I Can Quit Whenever I Want (or Smetto quandary voglio), by first time director Sydney Sibilia, is the rather funny tale of a neurobiologist who can’t get a research grant, desperately needs money due to the recession and discovers a way to make legal narcotics to sell to partygoers of varying shapes and sizes.
This isn’t the most original film you’ve seen. It’s all very basic, Guy-Richie-by-way-of-nerdy-Italians but has two distinguishing features: The hyper vivid color palette and novel character models. The former ensures that everything looks like it’s slicked with neon and is always interesting to look at (though at times it can feel like a bit much and really only makes sense in the party scenes) and the latter keeps the formula from being completely stale. It’s a bike with well worn wheels but it still rides well.
The colorful cast of characters that Pietro (played by Edoardo Leo) assembles for his gang is what really make the film. They’re all academics; chemists, anthropologists, Latin scholars, archaeologists and financial analysts. The gist of it is that they’re all best suited to teach and research but the recession has caused cutbacks so they’re all stuck in low level jobs, cooking at Chinese restaurants or pumping gas. Pietro doesn’t get his academic money but lies to his girlfriend that he did, covering it up by setting up his scholarly drug ring and racking in the dough.

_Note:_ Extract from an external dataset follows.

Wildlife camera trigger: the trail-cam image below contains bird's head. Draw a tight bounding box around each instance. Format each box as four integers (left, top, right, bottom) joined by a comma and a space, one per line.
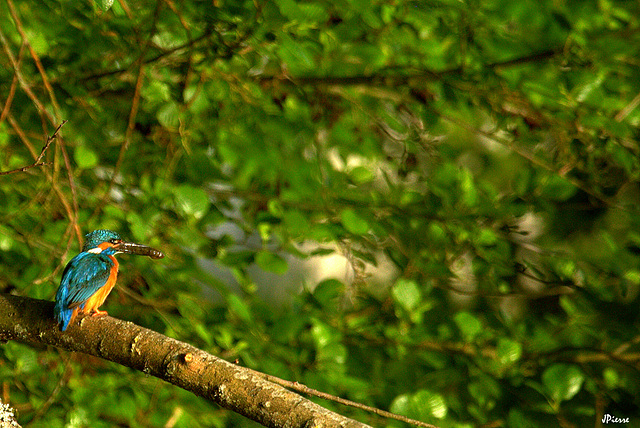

Most of the comedy is mined from this group of men being in situations that they’re completely unused to and behaving in funny ways. They’re fish out of water and they’re all rather energetic fish.
Pietro’s girlfriend, Giulia (played by Valeria Solarino), really gets the short end of the stick in the script department, she never develops into anything more than a one-note nagging wife-type. There’s a brief stint where the conflict between him and her becomes interesting because she’s a psychologist working with recovering drug addicts but that quickly takes the backseat behind thirst for money above character traits. Perhaps that’s meant to speak to some larger point about our commercial culture, but the other main characters have more elements and depth beyond that so it’s hardly an excuse.
I Can Quit Whenever I Want is a fun but flawed romp that doesn’t do much new but accomplishes what it tries to do more than just competence. A well constructed crime comedy with some heightened social commentary, it gets the job done.
The Good: It’s snappy and fun; The cast is likable
The Bad: The hyper vivid colors look cool but can sometimes be very distracting;
The Undeserved: It won the top prize at RIFF over several more deserving films.